Long story short - SSH into your virtual machine. From that window, you can choose the “cog” in the upper right-hand corner. This will give the option to manually select which file to upload. You can navigate to the file on your computer, and ask it to upload.
This will upload the file into your root directory in GCP. You’ll need to manually copy the files to the directory referenced in the notebook. Nothing hugely complicated here. Again in the SSH window you created earlier, you can navigate to wherever the file is and move it to the correct directory (whichever one is referenced in the course notebooks). The commands are basic linux - e.g. cp for copy, mv for move… A quick google search should get you the basics of how it works…

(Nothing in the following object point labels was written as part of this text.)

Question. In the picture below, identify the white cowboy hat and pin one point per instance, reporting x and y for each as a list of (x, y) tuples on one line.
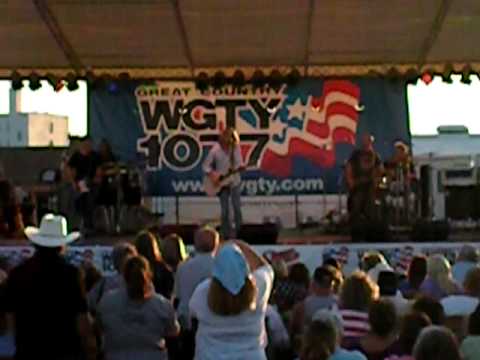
[(52, 232)]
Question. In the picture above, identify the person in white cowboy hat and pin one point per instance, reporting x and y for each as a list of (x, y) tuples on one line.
[(46, 291)]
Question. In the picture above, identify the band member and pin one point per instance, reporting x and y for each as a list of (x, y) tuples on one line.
[(400, 167), (225, 157), (363, 173), (401, 175), (84, 165)]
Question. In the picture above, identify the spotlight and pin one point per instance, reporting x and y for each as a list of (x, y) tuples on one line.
[(466, 75), (258, 79), (393, 74), (16, 79), (219, 80), (72, 82), (34, 83), (447, 74), (201, 82), (238, 78), (411, 76), (54, 82), (293, 77), (427, 78), (276, 80), (91, 79), (112, 87)]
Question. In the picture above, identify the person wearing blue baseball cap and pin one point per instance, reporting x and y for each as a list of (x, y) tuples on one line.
[(230, 307)]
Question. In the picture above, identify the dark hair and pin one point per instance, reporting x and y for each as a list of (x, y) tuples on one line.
[(320, 341), (411, 326), (323, 277), (138, 277), (474, 322), (431, 307), (382, 317), (121, 252), (147, 246), (173, 249), (332, 262), (223, 303), (357, 292), (436, 342), (387, 283), (417, 271), (371, 259), (299, 274), (471, 283)]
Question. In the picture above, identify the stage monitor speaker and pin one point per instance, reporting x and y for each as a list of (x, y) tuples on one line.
[(369, 231), (430, 231), (259, 234), (185, 231)]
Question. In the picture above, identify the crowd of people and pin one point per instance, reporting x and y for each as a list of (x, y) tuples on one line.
[(225, 301)]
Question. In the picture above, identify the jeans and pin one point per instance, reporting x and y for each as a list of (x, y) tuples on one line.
[(225, 195)]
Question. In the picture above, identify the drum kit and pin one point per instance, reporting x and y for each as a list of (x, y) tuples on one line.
[(119, 182)]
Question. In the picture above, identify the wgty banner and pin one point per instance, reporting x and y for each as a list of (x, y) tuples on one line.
[(296, 139)]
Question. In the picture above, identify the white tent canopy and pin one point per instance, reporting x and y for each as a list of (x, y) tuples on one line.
[(182, 37)]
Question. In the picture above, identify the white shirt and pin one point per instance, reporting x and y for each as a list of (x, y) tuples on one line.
[(237, 337), (402, 305), (276, 328), (219, 160), (189, 274), (460, 270)]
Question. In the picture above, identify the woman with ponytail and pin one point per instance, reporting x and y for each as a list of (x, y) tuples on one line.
[(135, 320)]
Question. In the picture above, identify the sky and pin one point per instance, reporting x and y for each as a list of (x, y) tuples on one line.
[(430, 105)]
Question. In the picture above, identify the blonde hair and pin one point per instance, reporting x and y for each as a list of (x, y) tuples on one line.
[(358, 292), (439, 270), (223, 303)]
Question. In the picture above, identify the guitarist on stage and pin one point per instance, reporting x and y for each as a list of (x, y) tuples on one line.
[(363, 172), (223, 159)]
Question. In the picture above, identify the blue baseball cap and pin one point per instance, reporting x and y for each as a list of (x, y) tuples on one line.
[(230, 268)]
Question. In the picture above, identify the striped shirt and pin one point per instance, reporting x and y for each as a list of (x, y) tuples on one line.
[(355, 323)]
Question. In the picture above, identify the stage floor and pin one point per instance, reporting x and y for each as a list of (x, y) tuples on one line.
[(311, 236)]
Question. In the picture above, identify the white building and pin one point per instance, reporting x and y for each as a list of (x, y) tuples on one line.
[(31, 129)]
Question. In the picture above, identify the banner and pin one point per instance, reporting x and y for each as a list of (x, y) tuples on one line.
[(398, 255), (296, 138)]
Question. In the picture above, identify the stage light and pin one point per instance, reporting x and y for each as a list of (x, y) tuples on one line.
[(238, 78), (466, 71), (16, 80), (34, 82), (258, 79), (447, 74), (201, 83), (56, 83), (219, 80), (72, 82), (427, 78), (90, 78), (276, 80), (293, 77)]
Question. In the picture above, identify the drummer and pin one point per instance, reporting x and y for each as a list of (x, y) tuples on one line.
[(106, 175), (400, 167)]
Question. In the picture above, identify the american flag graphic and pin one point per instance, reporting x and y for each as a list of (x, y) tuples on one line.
[(340, 254), (313, 128)]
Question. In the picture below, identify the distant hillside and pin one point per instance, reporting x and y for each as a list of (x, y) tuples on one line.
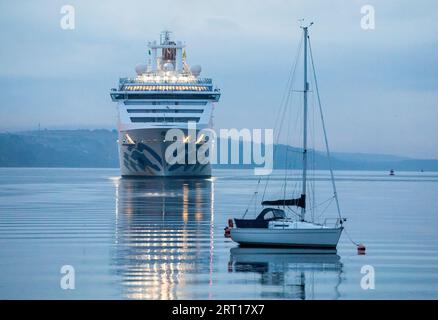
[(98, 148), (59, 148)]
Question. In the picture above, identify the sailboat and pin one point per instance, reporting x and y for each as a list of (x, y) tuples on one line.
[(272, 227)]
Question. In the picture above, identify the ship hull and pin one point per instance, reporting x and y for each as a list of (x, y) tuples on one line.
[(146, 157)]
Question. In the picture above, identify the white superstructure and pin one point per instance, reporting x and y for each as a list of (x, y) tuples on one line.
[(166, 93)]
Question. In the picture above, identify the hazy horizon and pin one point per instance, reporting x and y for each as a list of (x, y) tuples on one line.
[(379, 87)]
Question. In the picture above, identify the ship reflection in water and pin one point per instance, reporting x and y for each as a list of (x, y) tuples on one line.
[(292, 272), (164, 236), (164, 249)]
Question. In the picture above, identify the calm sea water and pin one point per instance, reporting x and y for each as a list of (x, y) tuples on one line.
[(164, 239)]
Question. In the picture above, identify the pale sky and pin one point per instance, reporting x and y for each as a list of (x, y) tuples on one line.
[(379, 87)]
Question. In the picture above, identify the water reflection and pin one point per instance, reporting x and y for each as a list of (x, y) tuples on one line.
[(164, 236), (290, 273)]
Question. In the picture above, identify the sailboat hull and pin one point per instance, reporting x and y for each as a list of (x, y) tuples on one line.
[(297, 238)]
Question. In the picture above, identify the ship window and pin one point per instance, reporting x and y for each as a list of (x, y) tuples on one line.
[(173, 96), (165, 110), (169, 103), (165, 119)]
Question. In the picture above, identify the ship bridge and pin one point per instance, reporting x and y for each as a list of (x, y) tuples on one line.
[(165, 90)]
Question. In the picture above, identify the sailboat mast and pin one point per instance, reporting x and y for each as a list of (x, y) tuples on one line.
[(306, 89)]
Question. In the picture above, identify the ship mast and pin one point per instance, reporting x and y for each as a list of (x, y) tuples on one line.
[(305, 91)]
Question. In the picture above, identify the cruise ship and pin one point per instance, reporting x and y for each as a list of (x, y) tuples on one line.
[(166, 93)]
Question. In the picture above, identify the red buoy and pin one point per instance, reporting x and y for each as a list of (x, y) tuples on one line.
[(361, 249)]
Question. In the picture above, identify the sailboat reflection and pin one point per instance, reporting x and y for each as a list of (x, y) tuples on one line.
[(290, 273), (164, 236)]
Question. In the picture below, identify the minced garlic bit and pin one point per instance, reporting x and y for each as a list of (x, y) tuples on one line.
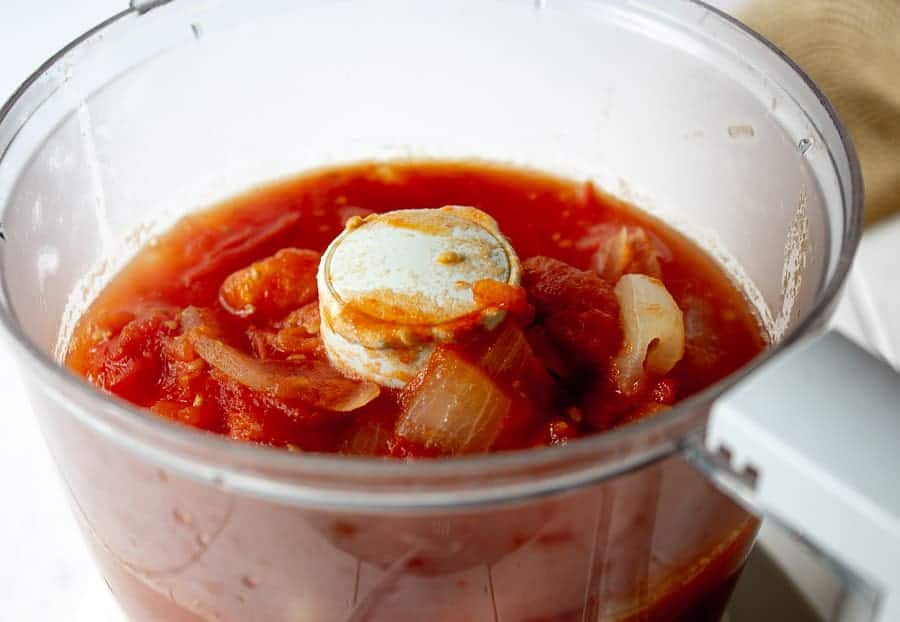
[(449, 258), (353, 222)]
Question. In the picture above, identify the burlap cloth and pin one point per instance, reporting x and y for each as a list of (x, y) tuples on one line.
[(851, 49)]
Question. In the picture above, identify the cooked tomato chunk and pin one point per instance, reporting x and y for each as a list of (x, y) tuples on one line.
[(273, 286)]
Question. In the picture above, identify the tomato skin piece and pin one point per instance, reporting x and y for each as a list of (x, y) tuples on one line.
[(273, 286), (577, 308)]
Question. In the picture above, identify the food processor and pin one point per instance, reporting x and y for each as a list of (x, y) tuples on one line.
[(173, 105)]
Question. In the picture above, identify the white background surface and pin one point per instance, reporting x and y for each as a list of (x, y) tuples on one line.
[(45, 571)]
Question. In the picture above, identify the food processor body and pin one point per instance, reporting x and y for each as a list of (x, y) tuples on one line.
[(169, 107)]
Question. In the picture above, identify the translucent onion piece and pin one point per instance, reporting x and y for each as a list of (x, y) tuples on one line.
[(455, 407), (653, 330), (315, 382), (510, 356), (622, 249)]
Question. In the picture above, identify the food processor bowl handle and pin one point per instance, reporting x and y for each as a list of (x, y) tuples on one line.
[(812, 440)]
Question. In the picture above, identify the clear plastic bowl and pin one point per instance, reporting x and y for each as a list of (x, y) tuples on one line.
[(170, 106)]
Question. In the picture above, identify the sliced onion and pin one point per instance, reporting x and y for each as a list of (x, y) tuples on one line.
[(315, 382), (455, 407), (625, 249), (510, 356), (653, 330)]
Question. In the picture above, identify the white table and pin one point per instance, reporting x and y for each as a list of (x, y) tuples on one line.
[(45, 571)]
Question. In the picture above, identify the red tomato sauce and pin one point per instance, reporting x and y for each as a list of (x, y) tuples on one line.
[(231, 259)]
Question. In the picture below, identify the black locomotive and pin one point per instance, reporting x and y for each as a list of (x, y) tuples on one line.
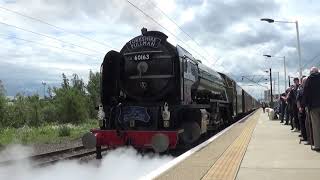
[(156, 95)]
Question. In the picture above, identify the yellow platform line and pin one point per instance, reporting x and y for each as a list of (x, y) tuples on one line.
[(226, 167)]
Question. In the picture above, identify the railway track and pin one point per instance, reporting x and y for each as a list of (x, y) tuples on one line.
[(52, 157)]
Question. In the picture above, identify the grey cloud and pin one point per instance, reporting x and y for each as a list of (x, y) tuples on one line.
[(218, 15)]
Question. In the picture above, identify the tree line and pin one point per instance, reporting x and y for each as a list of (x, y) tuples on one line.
[(73, 102)]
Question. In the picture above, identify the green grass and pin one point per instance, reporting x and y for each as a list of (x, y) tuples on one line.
[(50, 133)]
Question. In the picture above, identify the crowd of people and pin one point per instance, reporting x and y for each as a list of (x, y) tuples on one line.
[(299, 107)]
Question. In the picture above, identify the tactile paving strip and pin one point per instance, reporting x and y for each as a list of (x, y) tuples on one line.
[(226, 167)]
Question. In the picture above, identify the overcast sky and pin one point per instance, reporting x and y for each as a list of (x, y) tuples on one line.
[(227, 35)]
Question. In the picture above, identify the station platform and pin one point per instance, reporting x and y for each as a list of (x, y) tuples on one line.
[(251, 149)]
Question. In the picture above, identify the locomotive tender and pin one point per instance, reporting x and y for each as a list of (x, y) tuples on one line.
[(155, 95)]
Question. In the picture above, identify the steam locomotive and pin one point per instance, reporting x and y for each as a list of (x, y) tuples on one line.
[(158, 96)]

Just in case if people ask and use colab. If you search my post on lesson3 on the forum, you will see my upload of the training dataset to my google drive and I shared it.
Hi @sergiogaitan, Need your help
when we upload cookies.txt file manually from our local machine, it uploaded in content folder…
then, code:- ! wget --load-cookies content/cookies.txt \ {path} \ -O {path} /train-jpg.tar
is correct ?or we want to first move cookies.txt in .fasai/data directory ?
Yes - I am having massive problems with the download process. I love the tutorials but I must admit I am losing massive amounts of time when I try to get the requisite datafiles into my notebooks. So nothing to add except a feeling of extraordinary frustration!
Have you search on the forum that someone uploaded it the training file for you on drive? Or you want people to upload it on Dropbox for you, so you don’t need to spend time to check the Google drive?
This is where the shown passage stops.